Marie Antoinette and a swarm of butterflies welcome guests at the front door. “I like butterflies. They’re a symbol of change. Nothing about a caterpillar tells you it’s going to be a butterfly,” says Henderson.
On the inside of the front door, there’s a shelf with perfumes (he fills them with coloured water when they get low). Henderson likes to use Amarige by Givenchy.
Henderson got an actual Oscar from an old friend in Los Angeles. Apparently, Halle Berry won this statuette in 2002 for Best Actress, for her role in Monster’s Ball. “It weighs 14 pounds,” says Mark, who jokes he’ll probably be hearing from the Academy now.

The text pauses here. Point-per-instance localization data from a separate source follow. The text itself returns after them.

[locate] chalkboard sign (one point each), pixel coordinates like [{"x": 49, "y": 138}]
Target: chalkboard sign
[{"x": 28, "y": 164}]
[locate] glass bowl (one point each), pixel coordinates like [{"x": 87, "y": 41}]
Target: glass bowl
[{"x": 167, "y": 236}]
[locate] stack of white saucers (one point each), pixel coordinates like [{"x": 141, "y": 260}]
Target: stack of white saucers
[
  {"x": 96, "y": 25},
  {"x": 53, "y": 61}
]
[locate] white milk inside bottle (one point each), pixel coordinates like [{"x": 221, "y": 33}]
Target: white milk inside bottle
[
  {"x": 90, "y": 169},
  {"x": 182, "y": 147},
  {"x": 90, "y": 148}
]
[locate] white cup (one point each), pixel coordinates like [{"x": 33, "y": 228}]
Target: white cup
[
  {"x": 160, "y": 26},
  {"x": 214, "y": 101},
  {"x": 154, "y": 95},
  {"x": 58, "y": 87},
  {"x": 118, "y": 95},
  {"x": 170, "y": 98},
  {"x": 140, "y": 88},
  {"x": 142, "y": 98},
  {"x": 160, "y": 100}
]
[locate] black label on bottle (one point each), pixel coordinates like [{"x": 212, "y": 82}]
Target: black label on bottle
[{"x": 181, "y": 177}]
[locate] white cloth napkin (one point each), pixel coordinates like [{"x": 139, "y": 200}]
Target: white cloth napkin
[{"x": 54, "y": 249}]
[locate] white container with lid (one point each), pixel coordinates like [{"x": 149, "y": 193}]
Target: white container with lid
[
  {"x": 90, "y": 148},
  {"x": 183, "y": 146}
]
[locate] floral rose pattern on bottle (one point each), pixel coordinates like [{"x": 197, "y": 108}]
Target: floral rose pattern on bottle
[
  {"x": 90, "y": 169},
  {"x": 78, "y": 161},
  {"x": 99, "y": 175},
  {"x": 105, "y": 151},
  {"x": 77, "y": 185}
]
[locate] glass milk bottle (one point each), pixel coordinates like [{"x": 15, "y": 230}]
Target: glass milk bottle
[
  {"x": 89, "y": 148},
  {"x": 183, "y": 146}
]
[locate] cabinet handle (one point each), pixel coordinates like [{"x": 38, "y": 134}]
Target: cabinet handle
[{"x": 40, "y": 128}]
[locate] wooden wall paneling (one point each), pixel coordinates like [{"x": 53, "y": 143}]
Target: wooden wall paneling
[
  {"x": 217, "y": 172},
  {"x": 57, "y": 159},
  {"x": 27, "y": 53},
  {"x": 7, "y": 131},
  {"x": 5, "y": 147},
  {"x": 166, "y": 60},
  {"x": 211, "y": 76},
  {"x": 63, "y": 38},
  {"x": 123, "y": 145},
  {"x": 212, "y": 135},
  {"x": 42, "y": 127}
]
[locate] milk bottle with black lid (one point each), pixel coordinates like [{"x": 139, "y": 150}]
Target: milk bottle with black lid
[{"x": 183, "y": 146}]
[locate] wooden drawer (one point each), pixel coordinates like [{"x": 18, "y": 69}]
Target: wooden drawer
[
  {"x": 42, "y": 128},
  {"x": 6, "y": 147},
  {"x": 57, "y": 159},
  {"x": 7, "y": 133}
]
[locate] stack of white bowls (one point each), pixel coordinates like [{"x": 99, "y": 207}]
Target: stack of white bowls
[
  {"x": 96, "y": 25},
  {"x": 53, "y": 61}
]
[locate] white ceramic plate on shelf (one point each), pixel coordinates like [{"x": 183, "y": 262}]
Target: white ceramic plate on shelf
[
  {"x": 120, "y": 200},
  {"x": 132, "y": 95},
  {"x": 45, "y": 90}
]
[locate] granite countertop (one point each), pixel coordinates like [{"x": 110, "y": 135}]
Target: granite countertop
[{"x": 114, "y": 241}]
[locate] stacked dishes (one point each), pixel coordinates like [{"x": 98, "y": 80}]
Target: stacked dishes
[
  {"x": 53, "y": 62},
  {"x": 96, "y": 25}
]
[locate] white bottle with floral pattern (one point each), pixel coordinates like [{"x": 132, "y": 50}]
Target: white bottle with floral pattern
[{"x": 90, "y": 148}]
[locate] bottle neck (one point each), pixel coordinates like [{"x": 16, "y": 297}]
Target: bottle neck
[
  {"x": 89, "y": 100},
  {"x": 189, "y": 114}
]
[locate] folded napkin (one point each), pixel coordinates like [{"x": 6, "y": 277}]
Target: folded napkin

The artist Douglas Bond painted the portrait of Henderson located to the left of the cabinet. Henderson made the crowns atop the cabinet.
The Russian Imperial Crown is actually just a plastic roast chicken adorned with peel-and-stick rhinestones from the dollar store. “I did a fabulous photoshoot wearing it where I look like Czar Alexander,” says Henderson.
Henderson put a poster of Marie Antoinette into a frame from Value Village and hung it on the wall.
Below the painting, he keeps a Swarovski crystal glass shoe, which Cate Blanchett wore in the 2015 movie Cinderella. “I was a dance captain for a Toronto production of Cinderella, and Swarovski came out with limited editions—I had to have one,” says Henderson.
The tea trolley is from Marty Millionaire, the now-shuttered shop on Queen East known for its eclectic furniture.
Henderson bought this Royal Antoinette tea set from the Singing Lady, a consignment shop on the Queensway. Total purchase price: $3,000.
He picked up this settee and chair on Craigslist and Kijiji, then he painted the fabric in a watered-down pink and the trim in gold. Henderson loves the pastoral tapestry hanging in the background: “That’s a souvenir you would buy if you went to Paris or Versailles in 1904,” he says. “The copper thread looks like gold.”
Henderson snagged this 1964 Jim Beam whiskey bottle in Los Angeles, where the actress Barbara Eden—who played the titular role in I Dream of Jeannie—was auctioning off genie bottles.
He writes letters to friends in his “enchanted corner.” Before sending, Henderson dabs the parchment paper in Elizabeth Taylor White Diamond perfume and seals each missive in wax.
Henderson found the white-mantled fireplace in a dumpster and added the interior rotating logs afterward. He took the mirror above it from a guy who owed him $400. “I snatched it off the wall in his office,” he says. “I told him, ‘You’ll get this when I get the money.’ Then I came home and painted it.”
A letter from the office of Lady Diana hangs in the hallway. Henderson met the Princess of Wales in 1991, when he volunteered at Casey House. They corresponded until her death.
Henderson has had this six-foot single bed since he was a boy. He modelled it after Marie Antoinette’s bed; painting it gold; making the corona by gluing a Taco Bell food tray to the ceiling and draping fabric from it; creating the bedspread from an $11 sequin tablecloth from Dollarama; distressing the roses and cherubs atop the footboard with metallic paint. “I sleep like Lily Munster,” says Henderson, referring to the vampiric Munster family matriarch, who slept with her palms resting on her chest.
The beautiful hanging lamp is a gift from his sister. “I imagine a queen would have loved it,” he says.
A vinyl mural from AliExpress gives the impression his bedroom wall has intricate moulding. Henderson used a carpet cutter to slice out the three doors.
Henderson made the dress with fabric from Dollarama, then decorated it with lace, gold and Swarovski crystals. He got the wire form from a prop and costumes sale at the Canadian Opera Company, where he used to perform.
Mark likes to festoon his sneakers with twinkly things, too.